One of the more niche bits of politics of the last week has been the recording of an online meeting of a parish council (i.e. the very lowest tier of local government). Actually, of a sub-committee of the council.
In what has been a shock to anyone who has failed to anything to do with local politics, this particular meeting was filled with more, um, drama than most.
I’ll leave you to watch at your leisure, and to check out the endless memes and gifs it has spawned, but it’s a good example of how we can connect Fun Things Happening On The Internet to our work as educators.
For some, the meeting was an opportunity to discuss the application of rules on council meetings, in a legal context.
For me, it was a great moment to share with my negotiating students, to consider multiple aspects of the theory and practice that we had been covering through last semester.
To take a non-exhaustive list, we might watch and consider: the issue of gender and engendering in negotiations; the practice of online negotiating spaces; the role of technologies; and, that old chestnut of dealing with difficult people.

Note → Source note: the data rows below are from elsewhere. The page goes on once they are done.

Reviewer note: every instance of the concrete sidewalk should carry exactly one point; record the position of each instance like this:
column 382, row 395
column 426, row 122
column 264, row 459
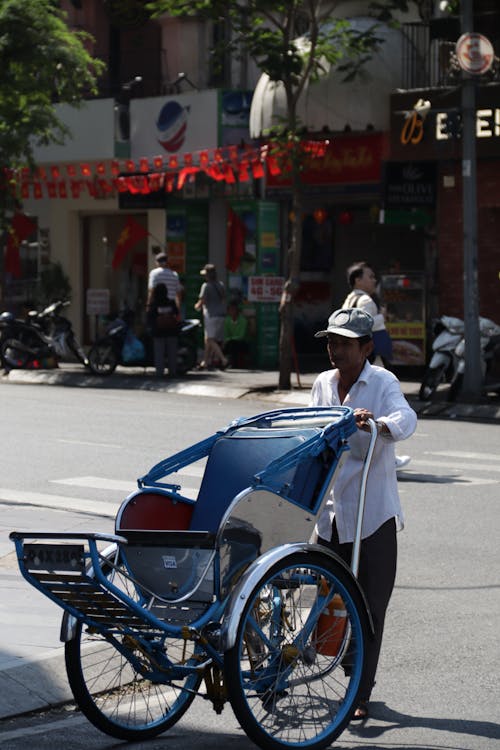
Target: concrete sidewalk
column 32, row 671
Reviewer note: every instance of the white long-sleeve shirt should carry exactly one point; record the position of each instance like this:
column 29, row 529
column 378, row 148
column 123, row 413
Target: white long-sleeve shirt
column 377, row 390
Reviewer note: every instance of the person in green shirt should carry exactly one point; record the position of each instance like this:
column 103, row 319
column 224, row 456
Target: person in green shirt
column 235, row 334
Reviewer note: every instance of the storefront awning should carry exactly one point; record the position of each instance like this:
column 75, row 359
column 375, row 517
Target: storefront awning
column 329, row 104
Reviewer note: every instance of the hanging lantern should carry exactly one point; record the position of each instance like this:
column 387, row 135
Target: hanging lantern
column 257, row 169
column 320, row 216
column 345, row 217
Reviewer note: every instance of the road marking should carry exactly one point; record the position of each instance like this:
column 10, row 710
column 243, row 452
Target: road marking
column 102, row 483
column 68, row 722
column 98, row 483
column 457, row 467
column 90, row 442
column 60, row 502
column 465, row 454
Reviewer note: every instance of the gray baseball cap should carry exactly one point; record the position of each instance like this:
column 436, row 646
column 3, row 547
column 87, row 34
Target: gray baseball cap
column 350, row 322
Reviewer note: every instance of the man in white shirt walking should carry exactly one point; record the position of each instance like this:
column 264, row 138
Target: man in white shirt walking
column 373, row 392
column 162, row 274
column 362, row 279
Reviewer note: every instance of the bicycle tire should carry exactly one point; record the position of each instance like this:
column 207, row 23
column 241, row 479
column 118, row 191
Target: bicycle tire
column 103, row 359
column 284, row 690
column 116, row 698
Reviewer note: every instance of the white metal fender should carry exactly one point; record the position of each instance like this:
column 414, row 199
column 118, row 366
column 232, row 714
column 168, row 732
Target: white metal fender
column 258, row 570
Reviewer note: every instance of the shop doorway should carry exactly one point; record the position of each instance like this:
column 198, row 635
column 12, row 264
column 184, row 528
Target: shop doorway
column 126, row 283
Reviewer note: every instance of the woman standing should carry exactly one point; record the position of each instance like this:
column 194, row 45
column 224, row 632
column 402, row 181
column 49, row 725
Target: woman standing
column 163, row 321
column 212, row 300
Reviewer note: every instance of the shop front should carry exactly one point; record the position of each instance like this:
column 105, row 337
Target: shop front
column 425, row 135
column 343, row 222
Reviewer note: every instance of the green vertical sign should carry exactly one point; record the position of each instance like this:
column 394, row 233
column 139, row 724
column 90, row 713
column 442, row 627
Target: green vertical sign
column 268, row 262
column 187, row 246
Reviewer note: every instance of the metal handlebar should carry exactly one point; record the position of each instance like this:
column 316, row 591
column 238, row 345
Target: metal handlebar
column 356, row 547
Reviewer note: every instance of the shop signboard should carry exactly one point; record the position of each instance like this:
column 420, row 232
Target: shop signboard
column 403, row 296
column 437, row 135
column 265, row 288
column 347, row 160
column 187, row 229
column 409, row 184
column 257, row 281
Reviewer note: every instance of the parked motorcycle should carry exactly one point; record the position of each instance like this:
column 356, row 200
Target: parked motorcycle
column 40, row 341
column 443, row 367
column 121, row 347
column 489, row 333
column 23, row 346
column 59, row 332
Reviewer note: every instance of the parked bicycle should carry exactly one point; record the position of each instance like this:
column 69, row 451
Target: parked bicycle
column 221, row 597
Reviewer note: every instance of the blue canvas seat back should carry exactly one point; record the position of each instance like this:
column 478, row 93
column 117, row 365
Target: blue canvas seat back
column 232, row 464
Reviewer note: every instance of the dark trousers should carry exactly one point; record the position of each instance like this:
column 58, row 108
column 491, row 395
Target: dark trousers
column 377, row 573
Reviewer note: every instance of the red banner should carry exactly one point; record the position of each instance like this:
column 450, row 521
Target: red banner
column 130, row 235
column 20, row 228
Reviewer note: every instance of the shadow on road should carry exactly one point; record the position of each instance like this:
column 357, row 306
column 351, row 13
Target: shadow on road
column 392, row 719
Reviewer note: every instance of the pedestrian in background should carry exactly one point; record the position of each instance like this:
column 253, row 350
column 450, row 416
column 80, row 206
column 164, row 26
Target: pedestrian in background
column 373, row 393
column 162, row 274
column 163, row 323
column 362, row 279
column 212, row 301
column 235, row 334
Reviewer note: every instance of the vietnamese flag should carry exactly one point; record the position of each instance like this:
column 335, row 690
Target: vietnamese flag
column 21, row 227
column 130, row 235
column 235, row 240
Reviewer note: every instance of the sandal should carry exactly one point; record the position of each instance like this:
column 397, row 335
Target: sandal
column 361, row 712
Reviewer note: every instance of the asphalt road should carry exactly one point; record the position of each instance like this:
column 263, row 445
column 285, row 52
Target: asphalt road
column 81, row 450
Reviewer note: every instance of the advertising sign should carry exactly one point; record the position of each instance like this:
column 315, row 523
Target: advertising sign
column 475, row 53
column 167, row 125
column 265, row 288
column 410, row 184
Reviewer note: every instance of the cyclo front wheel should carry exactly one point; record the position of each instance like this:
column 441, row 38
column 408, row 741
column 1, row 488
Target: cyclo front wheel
column 294, row 673
column 112, row 694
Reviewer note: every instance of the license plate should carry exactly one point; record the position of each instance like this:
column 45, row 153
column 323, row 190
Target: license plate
column 54, row 557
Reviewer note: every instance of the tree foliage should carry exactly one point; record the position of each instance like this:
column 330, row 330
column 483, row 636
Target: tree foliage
column 42, row 63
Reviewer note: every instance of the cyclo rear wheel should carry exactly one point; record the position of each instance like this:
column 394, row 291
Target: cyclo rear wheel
column 292, row 680
column 112, row 694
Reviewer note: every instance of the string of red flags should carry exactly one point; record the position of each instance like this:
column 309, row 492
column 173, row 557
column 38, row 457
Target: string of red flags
column 229, row 164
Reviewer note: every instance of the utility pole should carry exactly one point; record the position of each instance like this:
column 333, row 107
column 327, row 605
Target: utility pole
column 471, row 390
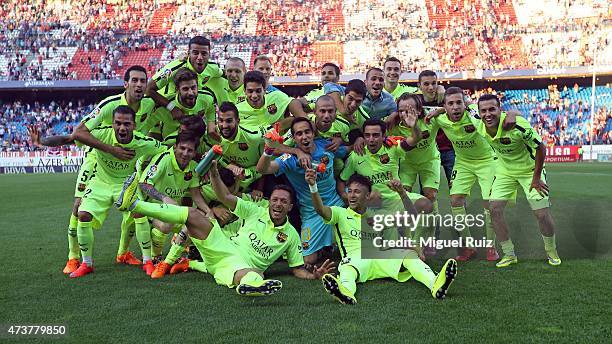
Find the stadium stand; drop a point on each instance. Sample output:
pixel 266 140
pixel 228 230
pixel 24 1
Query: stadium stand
pixel 447 35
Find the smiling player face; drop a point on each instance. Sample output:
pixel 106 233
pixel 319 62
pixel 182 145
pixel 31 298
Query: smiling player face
pixel 123 125
pixel 454 106
pixel 136 84
pixel 198 57
pixel 280 205
pixel 489 112
pixel 188 92
pixel 255 94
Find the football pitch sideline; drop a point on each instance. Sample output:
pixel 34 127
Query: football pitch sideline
pixel 528 302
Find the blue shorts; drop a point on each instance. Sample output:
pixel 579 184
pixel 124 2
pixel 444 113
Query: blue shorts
pixel 315 234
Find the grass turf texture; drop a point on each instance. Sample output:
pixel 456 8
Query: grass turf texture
pixel 529 302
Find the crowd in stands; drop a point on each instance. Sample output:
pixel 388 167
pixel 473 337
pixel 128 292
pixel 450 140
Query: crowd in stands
pixel 561 116
pixel 452 35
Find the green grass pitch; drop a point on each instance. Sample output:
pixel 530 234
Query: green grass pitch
pixel 529 302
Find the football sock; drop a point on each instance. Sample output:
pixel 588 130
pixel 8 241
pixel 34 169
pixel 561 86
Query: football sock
pixel 127 233
pixel 143 235
pixel 158 239
pixel 165 212
pixel 432 224
pixel 550 245
pixel 175 253
pixel 197 266
pixel 490 232
pixel 251 277
pixel 85 237
pixel 348 277
pixel 418 269
pixel 73 242
pixel 460 212
pixel 507 247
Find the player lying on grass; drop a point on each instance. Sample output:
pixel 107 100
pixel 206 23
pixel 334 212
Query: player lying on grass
pixel 316 236
pixel 263 238
pixel 350 233
pixel 101 191
pixel 521 154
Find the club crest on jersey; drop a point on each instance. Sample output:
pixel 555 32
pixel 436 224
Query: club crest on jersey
pixel 152 171
pixel 384 158
pixel 281 237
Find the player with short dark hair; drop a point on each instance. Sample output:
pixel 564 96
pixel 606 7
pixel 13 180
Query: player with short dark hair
pixel 350 233
pixel 393 71
pixel 520 163
pixel 111 171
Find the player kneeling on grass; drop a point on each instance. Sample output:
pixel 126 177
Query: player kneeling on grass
pixel 265 236
pixel 110 174
pixel 169 178
pixel 349 231
pixel 517 166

Even in the more lurid scenarios I have created for my classes, I’ve never been close to something like this (and I’m not sure I’d like to have been, either), so having this kind of (legitimate) access is a godsend for enriching our materials.
And this isn’t an isolated case.
The more we can help make connections for students to Stuff Outside The Classroom, the more chance we have of putting them in a position to become critically engaged with their environments, applying their learning and making actual use of it themselves.
This doesn’t have to be about providing the answers, but about asking the questions that stimulate reflection and debate.
And if you don’t think this example is good for your class’ needs, then there’ll be something along before you know it.